My experience of gaming makes me think the form is most effective at constructing brilliant alternative words. Warcraft III, the only game in the franchise I’ve played, has that in spades. But it also managed to string together an involving plot (that jumps four times in perspective) and some interesting character transitions. Indeed the effect of the game is to introduce you to different warring races and suggest that while not all ethically equal, each group has its own goals and justifications, which complicates a simple reading of good (human) against evil (orc).

The film copies all that across, producing a noble orc within a genocidal warband and a corrupt human within a peaceful kingdom. One of the issues is that the human’s turn to the dark side is never explained (it is in the games, one of the fans assured me).
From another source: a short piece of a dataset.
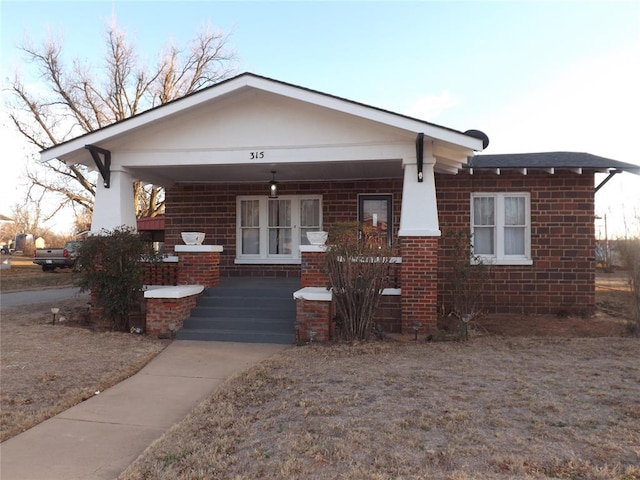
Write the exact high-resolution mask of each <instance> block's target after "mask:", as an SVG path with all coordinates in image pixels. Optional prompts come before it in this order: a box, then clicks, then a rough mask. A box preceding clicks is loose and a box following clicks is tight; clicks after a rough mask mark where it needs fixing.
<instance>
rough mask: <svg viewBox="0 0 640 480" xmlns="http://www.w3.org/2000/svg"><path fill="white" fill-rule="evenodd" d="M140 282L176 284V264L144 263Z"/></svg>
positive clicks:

There are only hints of an interesting antihero before the demon takes over.

The rest is boilerplate Saturday morning adventure, and it’s about as effective as any of the Hobbit films, and certainly more enjoyable for having some of the murk replaced with shiny CGI plate-mail and barbarian muscle, and having proper wizards that cast proper fireballs. It didn’t make as much money as expected, but I for one would like to see Duncan Jones have a shot at making a sequel.